Habermas and Taylor, Part 3: Radical Secularism

This is part of my blogathon for SSA Week. Donate, and suggest topics for me, here!
In two previous posts, I have laid out the arguments as they stand from Jurgen Habermas and Charles Taylor, two of the more prominent philosophers of religion working today. The former laid out a type of secularism that incorporated religious notions of community and such into an overall “postsecular” mode that would define society, while the latter proposed a total redefinition of secularism, a new variety that is not primarily concerned with religion, but one that is devoted to serving the absolute needs of its people while maintaining equality of voice as greatly as possible. In this post, I will lay out my own view, such as it is at this moment.

While I do not think he would necessarily agree with how I would like to characterize it, from these two men I take Taylor’s redefinition of the secular to be the most important step for me here. This is not to say I discount Habermas: far from it, I agree wholeheartedly with him that the return to political theology is a dangerous turn (though I disagree with him on the importance he believes religion plays in culture; another post for another time). But, I think, as Taylor does, that his solution does not adequately deal with the “fetishization” of religion in western secular democracies, which I believe is possibly the strongest opponent to the removal of reactionary and regressive tendencies from our governments. Religious privilege is amongst the most odious in our society; as Greta has written on before, religion tends to get a free ride from those with the power to check it. To criticize religion or religious belief in our day and age is still a massive taboo.

Hence why a redefinition of secularism is in order. Taylor writes of the new secularism not referring primarily to being a “bulwark against religion,” but creating equality of voice across a society, so that, as he wrote in A Secular Age, to celebrate the integrity of not just one, but many ways of life; sex and celibacy, war and peace, dogs and cats. This is a noble sentiment, and one I agree with, but the question becomes of how such a redefinition becomes possible.

It is tempting, if for but a moment, to take the Marxist view and demand immediate action, a revolution to overthrow the established order and install one based on, as Adorno put it, a perfect mixture of theory and practicality. This would, however, be committing the same crime that I mentioned earlier; that we would be creating a hierarchy of value, where one way is right and all the others are wrong. This will lead to disaster.

So what, then? I still think secularism as an overarching ethical is needed, but revolution of rationalism is not going to cut it. Any redefinition of secularism must, I feel, have a progressive, humanist ethics at its core. This is an ethics that demands action and stances that support true equality for women, full and equal rights for queer people, access to complete medical care and housing for those who want it, the decriminalization of drugs and sex work, and an end to state violence, to name just a few.
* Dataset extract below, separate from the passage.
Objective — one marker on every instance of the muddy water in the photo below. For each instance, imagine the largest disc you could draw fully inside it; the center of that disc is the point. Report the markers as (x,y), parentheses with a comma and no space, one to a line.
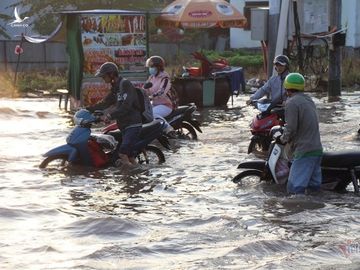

Secularism must be about fighting oppression, not creating a new privileged class; and in this fight, we fight against all oppression or we fight against none of it.

These three posts should serve as an introduction to my thought on politics and the secular. Throughout the summer and beyond, I will be developing in full the ideas and claims I have laid out here in greater detail. I hope you have found these posts interesting, and if you have questions, objections, or general comments, please put them below and I will answer them as soon as I am able.